France : l’avortement toujours au menu de la réforme de la Constitution

Emmanuel Macron a réaffirmé, le 4 octobre 2023, son intention d’inscrire le droit à l’interruption volontaire de grossesse (IVG) dans la Constitution. Un projet qui s’insère dans le cadre plus large de la réforme du texte fondateur de la Cinquième République, et que d’aucuns dénoncent comme une opération-diversion du chef de l’Etat dont la cote de popularité est au plus bas dans l’opinion.

La question de l’inscription dans la Constitution d’un prétendu droit à l’avortement a ressurgi des brumes parlementaires en 2022  après l’annulation de l’arrêt par la Cour suprême des Etats-Unis du droit d’avorter sur tout le territoire.

Le 24  novembre  2022, grâce à un accord entre la gauche et la majorité présidentielle, un texte proposant que la loi « garantisse l’effectivité et l’égal accès au droit à l’interruption volontaire de grossesse » avait été adopté en première lecture… Avant d’être sensiblement modifié au Sénat.

En effet, un amendement du sénateur LR Philippe Bas proposait la formulation suivante : « La loi détermine les conditions dans lesquelles s’exerce la liberté de la femme de mettre fin à sa grossesse », la « liberté », remplaçant le « droit ».

Une subtile modification concédée à regret par les sénateurs de gauche afin de ne pas enterrer le texte qui fut adopté le 1er  février dernier, par 166  voix contre 152. Mais depuis, le renvoi de la proposition de loi en deuxième lecture à l’Assemblée nationale se fait attendre.

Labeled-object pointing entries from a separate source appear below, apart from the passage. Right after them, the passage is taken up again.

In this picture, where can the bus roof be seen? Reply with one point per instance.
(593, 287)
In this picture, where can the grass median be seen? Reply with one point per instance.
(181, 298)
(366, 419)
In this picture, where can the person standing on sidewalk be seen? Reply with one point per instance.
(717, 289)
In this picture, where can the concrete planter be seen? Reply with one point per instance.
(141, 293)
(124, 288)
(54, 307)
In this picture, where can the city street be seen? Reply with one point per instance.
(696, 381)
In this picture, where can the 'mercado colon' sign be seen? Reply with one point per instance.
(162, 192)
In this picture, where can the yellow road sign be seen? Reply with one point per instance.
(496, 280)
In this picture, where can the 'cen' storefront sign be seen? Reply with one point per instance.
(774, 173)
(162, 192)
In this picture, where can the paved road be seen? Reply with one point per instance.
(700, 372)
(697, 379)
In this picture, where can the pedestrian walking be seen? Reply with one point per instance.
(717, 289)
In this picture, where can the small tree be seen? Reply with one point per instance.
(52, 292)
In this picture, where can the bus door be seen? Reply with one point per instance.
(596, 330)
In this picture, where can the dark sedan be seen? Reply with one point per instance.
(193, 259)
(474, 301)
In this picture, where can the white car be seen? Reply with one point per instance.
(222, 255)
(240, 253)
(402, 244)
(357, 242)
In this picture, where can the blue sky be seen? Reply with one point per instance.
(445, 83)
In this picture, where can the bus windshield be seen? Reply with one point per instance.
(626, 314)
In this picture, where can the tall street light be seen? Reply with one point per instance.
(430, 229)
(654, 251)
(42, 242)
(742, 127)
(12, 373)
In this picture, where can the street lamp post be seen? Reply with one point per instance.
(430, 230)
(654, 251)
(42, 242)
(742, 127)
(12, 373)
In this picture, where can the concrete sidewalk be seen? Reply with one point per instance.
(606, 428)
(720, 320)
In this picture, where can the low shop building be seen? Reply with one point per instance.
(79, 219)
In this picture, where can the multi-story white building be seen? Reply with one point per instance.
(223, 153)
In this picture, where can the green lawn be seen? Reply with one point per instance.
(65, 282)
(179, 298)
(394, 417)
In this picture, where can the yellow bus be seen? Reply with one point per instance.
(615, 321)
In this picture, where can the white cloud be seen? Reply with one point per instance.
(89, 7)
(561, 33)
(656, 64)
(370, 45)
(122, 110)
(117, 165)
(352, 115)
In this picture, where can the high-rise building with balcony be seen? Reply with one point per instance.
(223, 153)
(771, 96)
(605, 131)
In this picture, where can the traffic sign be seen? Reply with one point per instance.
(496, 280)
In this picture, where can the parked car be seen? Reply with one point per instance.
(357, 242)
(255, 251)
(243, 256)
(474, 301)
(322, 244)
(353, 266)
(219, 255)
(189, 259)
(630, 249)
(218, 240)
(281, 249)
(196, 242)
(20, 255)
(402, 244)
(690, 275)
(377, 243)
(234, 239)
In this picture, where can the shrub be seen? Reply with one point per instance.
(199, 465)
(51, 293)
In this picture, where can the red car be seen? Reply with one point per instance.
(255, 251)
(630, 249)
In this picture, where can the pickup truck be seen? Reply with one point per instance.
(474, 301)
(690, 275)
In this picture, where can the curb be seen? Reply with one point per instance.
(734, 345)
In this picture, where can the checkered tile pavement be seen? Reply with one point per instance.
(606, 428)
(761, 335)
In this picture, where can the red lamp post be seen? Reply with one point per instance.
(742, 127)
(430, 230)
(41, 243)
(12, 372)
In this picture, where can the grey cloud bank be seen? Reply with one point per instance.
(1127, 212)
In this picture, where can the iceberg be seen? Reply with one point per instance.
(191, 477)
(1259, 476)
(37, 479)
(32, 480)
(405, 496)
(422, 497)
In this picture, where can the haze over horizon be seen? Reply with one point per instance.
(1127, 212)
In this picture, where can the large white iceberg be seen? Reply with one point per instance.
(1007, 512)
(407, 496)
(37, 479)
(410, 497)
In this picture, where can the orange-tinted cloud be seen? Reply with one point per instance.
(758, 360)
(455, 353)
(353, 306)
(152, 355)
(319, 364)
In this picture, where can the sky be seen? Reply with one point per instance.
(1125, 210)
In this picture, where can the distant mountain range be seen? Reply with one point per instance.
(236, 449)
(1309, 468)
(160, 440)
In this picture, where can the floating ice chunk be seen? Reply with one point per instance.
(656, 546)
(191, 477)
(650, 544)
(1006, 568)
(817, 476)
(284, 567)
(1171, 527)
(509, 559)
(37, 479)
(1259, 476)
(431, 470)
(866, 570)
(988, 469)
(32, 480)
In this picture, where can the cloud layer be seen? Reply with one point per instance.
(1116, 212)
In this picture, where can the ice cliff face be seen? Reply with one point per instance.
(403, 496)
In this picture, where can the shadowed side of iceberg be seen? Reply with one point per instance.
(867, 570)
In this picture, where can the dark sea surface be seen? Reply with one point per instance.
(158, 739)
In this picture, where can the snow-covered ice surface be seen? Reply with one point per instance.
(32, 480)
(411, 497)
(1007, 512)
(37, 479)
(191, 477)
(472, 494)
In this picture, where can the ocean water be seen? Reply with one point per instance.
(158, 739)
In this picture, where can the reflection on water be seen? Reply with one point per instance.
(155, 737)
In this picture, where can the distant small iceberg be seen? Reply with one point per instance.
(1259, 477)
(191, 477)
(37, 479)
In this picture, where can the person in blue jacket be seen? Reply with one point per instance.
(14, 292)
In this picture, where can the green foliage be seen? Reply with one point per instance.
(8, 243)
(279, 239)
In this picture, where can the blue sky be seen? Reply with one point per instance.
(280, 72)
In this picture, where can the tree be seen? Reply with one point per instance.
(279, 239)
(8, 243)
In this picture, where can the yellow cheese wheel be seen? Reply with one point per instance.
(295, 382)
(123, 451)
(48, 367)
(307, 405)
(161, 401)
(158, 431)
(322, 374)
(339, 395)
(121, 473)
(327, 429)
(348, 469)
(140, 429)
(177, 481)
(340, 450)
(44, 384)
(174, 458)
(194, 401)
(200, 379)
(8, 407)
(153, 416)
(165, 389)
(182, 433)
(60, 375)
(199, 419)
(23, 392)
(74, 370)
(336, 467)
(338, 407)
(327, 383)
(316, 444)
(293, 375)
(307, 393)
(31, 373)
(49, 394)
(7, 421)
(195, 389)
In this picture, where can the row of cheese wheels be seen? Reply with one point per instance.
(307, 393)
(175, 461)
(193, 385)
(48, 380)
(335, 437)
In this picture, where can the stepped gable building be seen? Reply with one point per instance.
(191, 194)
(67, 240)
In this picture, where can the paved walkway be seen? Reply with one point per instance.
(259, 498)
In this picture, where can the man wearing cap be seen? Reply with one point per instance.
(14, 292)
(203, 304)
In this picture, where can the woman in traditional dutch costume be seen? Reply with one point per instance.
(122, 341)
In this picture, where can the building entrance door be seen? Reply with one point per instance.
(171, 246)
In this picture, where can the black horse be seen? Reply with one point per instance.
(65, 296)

Devenu expert dans l’art de la diversion, Emmanuel Macron – qui sait combien les sujets de société suffisent à polariser de façon durable le débat dans l’Hexagone – a relancé l’idée d’un droit à l’avortement marqué dans le marbre de la loi fondamentale du pays, à l’occasion du soixante-cinquième anniversaire de la Constitution de la Cinquième République, le 4 octobre dernier.

« J’ai exprimé mon souhait, le 8  mars dernier, que nous puissions trouver un texte accordant les points de vue entre l’Assemblée nationale et le Sénat et permettant de convoquer un Congrès à Versailles », a-t-il souligné. « Je souhaite que ce travail de rapprochement des points de vue reprenne », a déclaré le chef de l’Etat à propos de l’IVG.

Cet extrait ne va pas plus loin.